Für die Entwicklung der Beschäftigung bis 2030 hat das IAB zwei Szenarien verglichen: Das eine berücksichtigt die Auswirkungen des Krieges, das andere simuliert die Entwicklung in einem Europa in Frieden. Danach gehen der deutschen Wirtschaft bis 2030 durch den Krieg und die Energiekrise rund 260 Milliarden Euro an Wertschöpfung verloren, und es werden zwischen 2022 und 2028 150 000 Menschen weniger beschäftigt, als es ohne Krieg der Fall gewesen wäre. Nach den Prognosen des IAB werden vor allem in der Gastronomie und im Einzelhandel Arbeitsplätze wegfallen. In diesen Branchen herrscht derzeit allerdings Personalmangel, sodass der Rückgang der Beschäftigung die Lage wahrscheinlich eher entspannt.

Nach den Shutdowns suchen viele Betriebe in der Gastronomie und im Einzelhandel verzweifelt Personal. Kaum ein Laden, in dem nicht ein Schild hängt: „Personal gesucht.“ Wie viele Hände mittlerweile an den Flughäfen fehlen, spürten Reisende, die im Sommer stundenlang auf ihren Abflug warteten. Menschen mit IT-Berufen und in der Pflege sind schon lange gefragt, in Bildung und Erziehung wächst der Bedarf, und in den Bauberufen rechnet das IAB ebenfalls mit Engpässen. Der Krieg hat den Umbau zur regenerativen Energieerzeugung beschleunigt. Daher werde die Baubranche weiter Fachkräfte brauchen. Zwar werde der Umbau der Industrie auch Arbeitsplätze kosten, schwarz sieht Zika die Entwicklung deshalb aber nicht. „Auch die Industrie wird sich weiterentwickeln. Gerade in der Autoindustrie wird der Teufel an die Wand gemalt“, sagt der IAB-Experte. „Wir erwarten zwar einen Rückgang der Beschäftigung, aber die Branche wird weiter bedeutend bleiben.“ In den nächsten Jahren komme es vor allem darauf an, die Menschen für die neuen Arbeitsplätze fit zu machen.

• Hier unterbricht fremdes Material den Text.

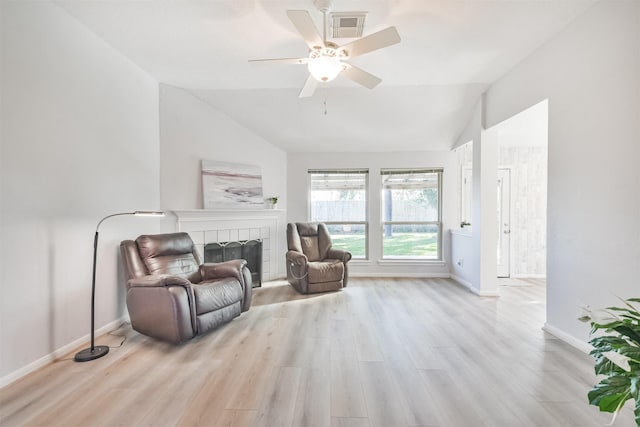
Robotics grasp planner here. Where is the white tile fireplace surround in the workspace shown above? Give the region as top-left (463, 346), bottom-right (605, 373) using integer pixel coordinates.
top-left (173, 209), bottom-right (286, 282)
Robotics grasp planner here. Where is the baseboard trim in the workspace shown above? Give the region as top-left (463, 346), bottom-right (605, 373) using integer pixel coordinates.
top-left (0, 316), bottom-right (129, 388)
top-left (542, 322), bottom-right (593, 354)
top-left (451, 274), bottom-right (500, 297)
top-left (349, 271), bottom-right (451, 279)
top-left (511, 274), bottom-right (547, 279)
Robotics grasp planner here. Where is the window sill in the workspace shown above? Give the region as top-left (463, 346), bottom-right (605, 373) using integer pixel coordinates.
top-left (449, 228), bottom-right (473, 237)
top-left (378, 258), bottom-right (447, 265)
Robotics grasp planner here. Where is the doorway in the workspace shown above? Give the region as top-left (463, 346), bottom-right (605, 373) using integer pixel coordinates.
top-left (494, 100), bottom-right (548, 279)
top-left (497, 168), bottom-right (511, 277)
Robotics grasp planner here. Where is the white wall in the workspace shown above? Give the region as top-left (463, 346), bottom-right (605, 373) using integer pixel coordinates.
top-left (287, 151), bottom-right (457, 277)
top-left (451, 99), bottom-right (498, 296)
top-left (160, 85), bottom-right (287, 278)
top-left (0, 2), bottom-right (159, 385)
top-left (486, 1), bottom-right (640, 344)
top-left (160, 85), bottom-right (287, 214)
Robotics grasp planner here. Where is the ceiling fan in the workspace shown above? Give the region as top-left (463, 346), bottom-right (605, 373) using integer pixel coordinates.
top-left (249, 0), bottom-right (400, 98)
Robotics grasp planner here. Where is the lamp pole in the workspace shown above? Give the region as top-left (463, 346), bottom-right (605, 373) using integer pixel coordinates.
top-left (74, 211), bottom-right (164, 362)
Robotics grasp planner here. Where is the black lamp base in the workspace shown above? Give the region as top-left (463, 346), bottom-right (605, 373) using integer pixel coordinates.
top-left (74, 345), bottom-right (109, 362)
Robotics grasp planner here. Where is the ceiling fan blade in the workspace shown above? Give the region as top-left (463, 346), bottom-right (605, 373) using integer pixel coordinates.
top-left (287, 10), bottom-right (324, 49)
top-left (298, 75), bottom-right (318, 98)
top-left (341, 27), bottom-right (400, 58)
top-left (341, 64), bottom-right (382, 89)
top-left (249, 58), bottom-right (309, 64)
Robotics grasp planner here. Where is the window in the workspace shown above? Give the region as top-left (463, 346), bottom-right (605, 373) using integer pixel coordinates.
top-left (309, 169), bottom-right (369, 259)
top-left (380, 169), bottom-right (442, 260)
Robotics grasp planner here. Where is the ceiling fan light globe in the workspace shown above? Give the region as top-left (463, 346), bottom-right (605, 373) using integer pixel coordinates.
top-left (307, 56), bottom-right (344, 83)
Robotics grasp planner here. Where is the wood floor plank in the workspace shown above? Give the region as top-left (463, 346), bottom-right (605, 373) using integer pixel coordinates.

Missverhältnis auf dem Arbeitsmarkt

Das sieht auch der DGB und fordert verschiedene Instrumente. Um Beschäftigten eine Weiterbildung oder Qualifizierung zu erleichtern, müsse es beispielsweise eine Bildungsteilzeit geben. Kurzarbeit kann eine Brücke in neue Tätigkeiten bauen, und bei Arbeitslosigkeit sollten Weiterbildung und der Erhalt von Fähigkeiten wichtiger sein als die schnelle Vermittlung in irgendeinen Job.

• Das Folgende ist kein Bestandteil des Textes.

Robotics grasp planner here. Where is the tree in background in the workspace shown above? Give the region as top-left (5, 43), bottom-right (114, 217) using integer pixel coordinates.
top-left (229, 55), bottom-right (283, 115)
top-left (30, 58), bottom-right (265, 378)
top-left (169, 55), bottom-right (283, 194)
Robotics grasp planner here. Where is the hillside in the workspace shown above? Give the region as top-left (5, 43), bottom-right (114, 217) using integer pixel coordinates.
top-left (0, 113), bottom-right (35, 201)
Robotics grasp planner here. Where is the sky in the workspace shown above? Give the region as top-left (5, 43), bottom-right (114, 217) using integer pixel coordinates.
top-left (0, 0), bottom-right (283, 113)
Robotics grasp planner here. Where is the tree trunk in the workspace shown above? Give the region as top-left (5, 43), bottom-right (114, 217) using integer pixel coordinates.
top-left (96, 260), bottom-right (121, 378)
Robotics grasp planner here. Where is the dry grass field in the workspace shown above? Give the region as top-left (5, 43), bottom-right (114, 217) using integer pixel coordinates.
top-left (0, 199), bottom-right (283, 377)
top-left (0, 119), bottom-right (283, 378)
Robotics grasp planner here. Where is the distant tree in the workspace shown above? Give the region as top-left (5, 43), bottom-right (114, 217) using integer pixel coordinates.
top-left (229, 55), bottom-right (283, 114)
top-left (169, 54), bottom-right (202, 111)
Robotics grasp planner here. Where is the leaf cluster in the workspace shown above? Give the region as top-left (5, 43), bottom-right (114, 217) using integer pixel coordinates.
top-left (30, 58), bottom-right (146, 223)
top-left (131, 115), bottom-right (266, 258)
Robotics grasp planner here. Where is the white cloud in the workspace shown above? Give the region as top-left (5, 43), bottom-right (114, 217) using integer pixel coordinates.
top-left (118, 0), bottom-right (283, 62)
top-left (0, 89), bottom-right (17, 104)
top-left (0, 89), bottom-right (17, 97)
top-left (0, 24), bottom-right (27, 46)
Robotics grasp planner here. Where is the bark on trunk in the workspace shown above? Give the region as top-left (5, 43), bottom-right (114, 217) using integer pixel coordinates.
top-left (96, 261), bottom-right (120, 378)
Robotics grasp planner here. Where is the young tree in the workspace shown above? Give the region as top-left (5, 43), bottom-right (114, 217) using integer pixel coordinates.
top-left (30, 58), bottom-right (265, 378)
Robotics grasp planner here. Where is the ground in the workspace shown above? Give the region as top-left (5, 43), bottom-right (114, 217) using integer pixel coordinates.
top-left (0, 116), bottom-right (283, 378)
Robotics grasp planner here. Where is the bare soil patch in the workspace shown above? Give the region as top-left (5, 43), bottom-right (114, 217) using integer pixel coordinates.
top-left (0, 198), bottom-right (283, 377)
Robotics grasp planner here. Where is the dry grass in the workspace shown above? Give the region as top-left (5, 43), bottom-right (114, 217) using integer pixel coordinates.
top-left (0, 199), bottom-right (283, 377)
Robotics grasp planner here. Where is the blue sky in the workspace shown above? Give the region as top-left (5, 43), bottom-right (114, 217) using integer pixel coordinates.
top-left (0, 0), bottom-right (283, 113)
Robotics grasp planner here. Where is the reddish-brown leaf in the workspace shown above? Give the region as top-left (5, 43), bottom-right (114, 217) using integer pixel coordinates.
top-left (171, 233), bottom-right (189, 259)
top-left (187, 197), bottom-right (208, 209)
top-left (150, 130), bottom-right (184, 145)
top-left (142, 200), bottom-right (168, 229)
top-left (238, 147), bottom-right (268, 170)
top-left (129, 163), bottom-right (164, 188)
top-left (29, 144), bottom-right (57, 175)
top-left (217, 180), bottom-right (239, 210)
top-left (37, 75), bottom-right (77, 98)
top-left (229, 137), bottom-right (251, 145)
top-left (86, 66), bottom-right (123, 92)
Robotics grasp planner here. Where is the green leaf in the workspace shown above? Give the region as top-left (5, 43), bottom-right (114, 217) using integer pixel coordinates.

Denn auf dem Arbeitsmarkt gibt es ein Missverhältnis zwischen Stellenangeboten und Arbeitssuchenden. „Viele Menschen finden trotz der großen Nachfrage keinen Arbeits- oder Ausbildungsplatz“, sagt DGB-Experte Varga. Ein Mittel gegen den Fachkräftemangel sei daher, diese Menschen auf ihrem Weg in den Arbeitsmarkt zu unterstützen. Neben der Weiterbildung müsse dafür auch die Ausbildung ausgebaut werden durch eine umlagefinanzierte Ausbildungsgarantie. Viele Ausbildungsange­bote müssten sich zudem qualitativ verbessern: durch bessere Bezahlung, attraktive Bedingungen und moderne Inhalte.

Mangel hausgemacht

In einigen Branchen ist der Mangel auch hausgemacht. „Handwerk und Pflege beispielsweise bieten meist viel Arbeit für wenig Geld“, sagt Varga. „In einigen betroffenen Branchen sind nur wenige Arbeitgeber an einen Tarifvertrag gebunden.“ Kein Wunder, dass sich die Menschen lieber woanders umschauen. Mehr Tarifbindung könnte die Arbeitsbedingungen verbessern und die Branchen attraktiver machen.

Falsche Anreize wie Ehegattensplitting oder Minijobs halten Frauen noch immer davon ab, Vollzeit in ihrem Beruf zu arbeiten. „Mehr als 20 Prozent der Minijobber sind überqualifiziert, deutlich mehr als im Durchschnitt aller sozialversicherungspflichtigen Beschäftigten“, sagt Varga. Unternehmen könnten auch das Poten­zial älterer Menschen und von Menschen mit Behinderung besser nutzen. Einwanderinnen und Einwanderer bringen oft Abschlüsse mit, die in Deutschland nicht anerkannt werden. Ihnen müsste der Zugang erleichtert werden.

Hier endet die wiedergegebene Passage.